Many people -- even those in financial services -- don't realize that there are two vastly separate regulatory regimes out there that watch the people who watch over other people's money. On the one hand are "registered investment advisers" who are registered with the SEC and are held to a higher fiduciary standard, meaning they can only put their clients into investments that are in their clients' best interest.

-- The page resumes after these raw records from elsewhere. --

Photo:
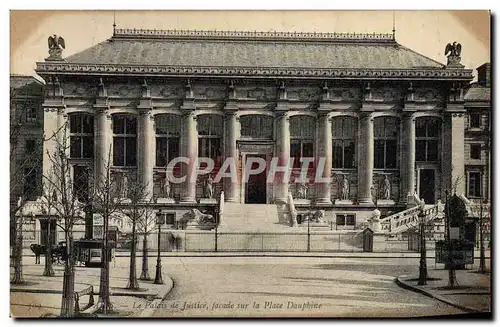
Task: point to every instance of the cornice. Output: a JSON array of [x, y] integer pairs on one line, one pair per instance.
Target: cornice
[[53, 68], [252, 35]]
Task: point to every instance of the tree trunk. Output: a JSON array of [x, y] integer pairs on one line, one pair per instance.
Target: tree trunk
[[132, 279], [145, 271], [68, 301], [18, 256], [49, 270], [104, 297]]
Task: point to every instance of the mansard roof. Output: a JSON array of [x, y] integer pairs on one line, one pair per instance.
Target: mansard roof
[[181, 52], [363, 51], [478, 93]]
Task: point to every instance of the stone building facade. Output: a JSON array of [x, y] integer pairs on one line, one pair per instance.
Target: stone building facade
[[389, 122]]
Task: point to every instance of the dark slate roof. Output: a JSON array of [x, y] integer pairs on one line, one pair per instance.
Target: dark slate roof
[[478, 93], [252, 49]]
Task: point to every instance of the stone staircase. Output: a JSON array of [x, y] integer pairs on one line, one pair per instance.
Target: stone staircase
[[239, 217], [402, 221]]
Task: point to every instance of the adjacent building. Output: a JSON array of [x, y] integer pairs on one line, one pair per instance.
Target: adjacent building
[[389, 122]]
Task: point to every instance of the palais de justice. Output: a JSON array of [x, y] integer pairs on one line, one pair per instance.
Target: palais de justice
[[394, 126]]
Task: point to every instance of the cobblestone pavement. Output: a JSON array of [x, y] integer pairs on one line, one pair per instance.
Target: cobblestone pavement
[[272, 287], [41, 296]]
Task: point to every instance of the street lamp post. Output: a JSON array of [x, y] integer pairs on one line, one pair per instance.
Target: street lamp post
[[482, 259], [49, 270], [216, 226], [160, 220], [422, 276]]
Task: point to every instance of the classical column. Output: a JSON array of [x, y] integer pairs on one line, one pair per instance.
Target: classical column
[[189, 149], [53, 128], [365, 166], [103, 155], [146, 151], [231, 151], [408, 166], [453, 152], [283, 147], [323, 190]]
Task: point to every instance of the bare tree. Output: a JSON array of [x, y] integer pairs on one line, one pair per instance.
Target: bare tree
[[146, 225], [104, 201], [136, 212], [68, 210], [21, 167]]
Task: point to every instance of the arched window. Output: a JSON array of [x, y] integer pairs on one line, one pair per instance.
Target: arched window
[[256, 126], [344, 132], [302, 136], [385, 142], [168, 131], [81, 129], [210, 129], [427, 139], [124, 140]]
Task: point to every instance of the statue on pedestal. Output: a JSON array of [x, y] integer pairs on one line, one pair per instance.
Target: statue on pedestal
[[209, 188], [344, 188], [385, 189], [302, 190], [124, 188], [319, 216], [166, 188], [453, 51]]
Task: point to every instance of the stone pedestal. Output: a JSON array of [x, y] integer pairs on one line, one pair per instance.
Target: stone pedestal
[[120, 200], [323, 190], [165, 200], [208, 201], [283, 146], [314, 225], [385, 202], [365, 163]]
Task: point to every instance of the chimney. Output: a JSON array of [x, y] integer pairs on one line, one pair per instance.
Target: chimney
[[484, 74]]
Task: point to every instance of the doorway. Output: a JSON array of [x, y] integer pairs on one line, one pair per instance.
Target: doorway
[[255, 188], [427, 185], [44, 229]]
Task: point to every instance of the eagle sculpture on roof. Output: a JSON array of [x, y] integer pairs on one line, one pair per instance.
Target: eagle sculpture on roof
[[453, 51], [56, 42], [56, 45]]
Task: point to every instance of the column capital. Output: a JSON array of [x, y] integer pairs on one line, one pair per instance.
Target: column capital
[[409, 116]]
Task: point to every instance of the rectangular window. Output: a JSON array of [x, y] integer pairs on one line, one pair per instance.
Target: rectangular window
[[391, 154], [343, 220], [379, 154], [474, 184], [118, 151], [81, 182], [166, 150], [30, 185], [475, 151], [30, 114], [30, 146], [420, 150], [432, 150], [474, 120], [170, 218]]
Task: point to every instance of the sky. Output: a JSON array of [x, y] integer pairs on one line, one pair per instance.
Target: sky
[[426, 32]]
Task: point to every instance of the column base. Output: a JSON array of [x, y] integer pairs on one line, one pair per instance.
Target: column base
[[280, 200], [324, 201], [366, 202], [187, 201]]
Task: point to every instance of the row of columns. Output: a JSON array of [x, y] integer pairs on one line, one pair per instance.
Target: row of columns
[[189, 148]]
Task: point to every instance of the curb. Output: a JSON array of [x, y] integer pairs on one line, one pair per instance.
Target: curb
[[405, 285], [151, 307]]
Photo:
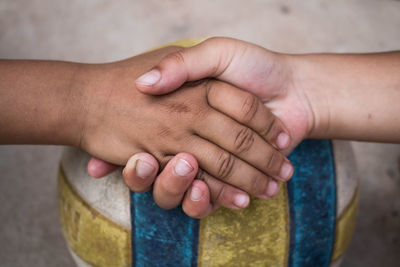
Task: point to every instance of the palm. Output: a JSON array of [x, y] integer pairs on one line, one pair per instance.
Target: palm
[[268, 75]]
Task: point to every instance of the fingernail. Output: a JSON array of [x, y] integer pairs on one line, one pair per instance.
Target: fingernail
[[273, 188], [282, 141], [144, 169], [196, 194], [183, 168], [149, 78], [241, 201], [286, 170]]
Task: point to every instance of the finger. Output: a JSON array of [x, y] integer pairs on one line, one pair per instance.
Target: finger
[[196, 202], [172, 183], [98, 168], [222, 194], [181, 66], [140, 172], [248, 109], [244, 144], [229, 169], [240, 63]]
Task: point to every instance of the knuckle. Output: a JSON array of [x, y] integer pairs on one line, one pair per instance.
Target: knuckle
[[194, 213], [201, 175], [258, 185], [266, 130], [249, 108], [244, 140], [273, 162], [217, 198], [225, 165], [208, 85]]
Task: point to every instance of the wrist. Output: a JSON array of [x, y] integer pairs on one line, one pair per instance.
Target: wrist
[[311, 82], [76, 107]]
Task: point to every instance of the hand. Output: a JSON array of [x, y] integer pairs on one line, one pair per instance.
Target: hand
[[255, 69], [184, 111]]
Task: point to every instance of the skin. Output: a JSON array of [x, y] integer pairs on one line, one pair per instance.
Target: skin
[[96, 107], [342, 96]]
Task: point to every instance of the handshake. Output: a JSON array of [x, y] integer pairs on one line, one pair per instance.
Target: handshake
[[218, 119], [204, 126], [218, 125]]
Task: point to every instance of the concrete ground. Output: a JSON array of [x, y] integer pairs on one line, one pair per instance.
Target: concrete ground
[[100, 30]]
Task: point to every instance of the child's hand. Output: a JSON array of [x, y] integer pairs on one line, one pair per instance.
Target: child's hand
[[121, 122]]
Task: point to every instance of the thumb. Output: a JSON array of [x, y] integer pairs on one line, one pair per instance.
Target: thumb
[[210, 58]]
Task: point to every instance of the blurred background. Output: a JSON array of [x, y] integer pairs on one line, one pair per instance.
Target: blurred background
[[100, 30]]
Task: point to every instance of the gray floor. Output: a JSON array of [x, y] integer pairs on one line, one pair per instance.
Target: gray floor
[[100, 30]]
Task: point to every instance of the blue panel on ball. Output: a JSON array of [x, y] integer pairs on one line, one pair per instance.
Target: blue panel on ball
[[161, 237], [312, 199]]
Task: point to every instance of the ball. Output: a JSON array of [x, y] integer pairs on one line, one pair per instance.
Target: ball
[[309, 223]]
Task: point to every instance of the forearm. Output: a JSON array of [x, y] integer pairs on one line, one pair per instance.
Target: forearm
[[353, 97], [40, 102]]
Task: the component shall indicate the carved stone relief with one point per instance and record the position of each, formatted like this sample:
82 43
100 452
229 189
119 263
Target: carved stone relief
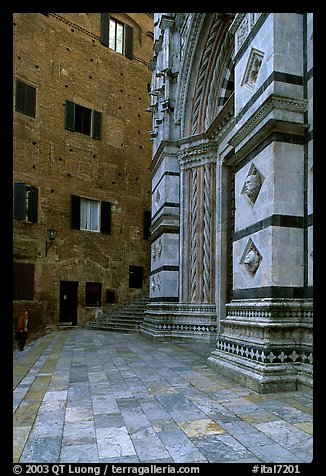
253 66
251 259
252 185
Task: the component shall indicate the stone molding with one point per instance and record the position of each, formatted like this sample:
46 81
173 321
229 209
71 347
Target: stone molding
195 27
273 102
274 355
271 308
199 154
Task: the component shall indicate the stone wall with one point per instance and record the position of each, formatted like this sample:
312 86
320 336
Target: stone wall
232 128
63 57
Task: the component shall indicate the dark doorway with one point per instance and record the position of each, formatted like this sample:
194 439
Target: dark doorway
68 302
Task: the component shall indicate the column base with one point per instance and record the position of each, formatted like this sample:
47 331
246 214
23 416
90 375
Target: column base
180 321
266 345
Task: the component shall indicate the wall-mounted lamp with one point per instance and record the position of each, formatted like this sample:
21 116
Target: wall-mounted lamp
52 234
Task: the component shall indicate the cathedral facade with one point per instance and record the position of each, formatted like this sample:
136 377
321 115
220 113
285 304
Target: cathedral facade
231 230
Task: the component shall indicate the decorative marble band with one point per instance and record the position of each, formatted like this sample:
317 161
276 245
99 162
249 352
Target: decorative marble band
272 102
267 356
193 239
289 221
178 309
270 308
199 154
188 327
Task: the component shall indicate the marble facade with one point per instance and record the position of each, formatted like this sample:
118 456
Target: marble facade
231 252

Amazingly, a whole other regulatory regime exists: one of "registered representatives" who are regulated by FINRA. These registered reps are what most people call stockbrokers (brokers). Brokers do not have to put their clients' interests first. Usually, they call themselves "financial advisers" in a seemingly transparent bid to piggyback on the term "investment adviser." But "financial adviser" is not a legal term with any designated meaning. Stockbrokers are held to the much lower "suitability standard" -- which basically means you can't put a great-grandmother into 100% internet stocks. Since it doesn't require putting the client first, you might have a guess at who frequently gets first dibs instead.
Yes, stockbrokers are often glorified car salesmen. They sell a product, usually an annuity or sometimes a mutual fund, and not always the best one, but sometimes the one with the highest commissions and fees attached -- something which benefits them at the miserable expense of the client.
Of course, there are honest, well-meaning brokers out there. But if they were really serious about putting the client first, why wouldn't they drop their stockbroker sheep's clothing and become registered investment advisers? The good ones have already done so. I'm proud to say I've been a registered investment adviser since I started managing money many years ago: first registered with New York state, and since 2011 registered with the SEC.
Goldman Sachs is such a large firm that it probably has both brokerage divisions and investment adviser divisions, which ironically would have different standards of care to their clients. But to call your customer a muppet speaks of a culture that couldn't possibly think of clients with any dignity. If that wasn't the brokerage division, I'd be surprised. The big firms are usually brokers, not investment advisers. And the culture is an unsurprising result.
Clients should protect themselves by always asking their adviser straight-up: are you a registered investment adviser? Only those three exact words will tell the tale. And they should get it in writing -- to prove they aren't a muppet.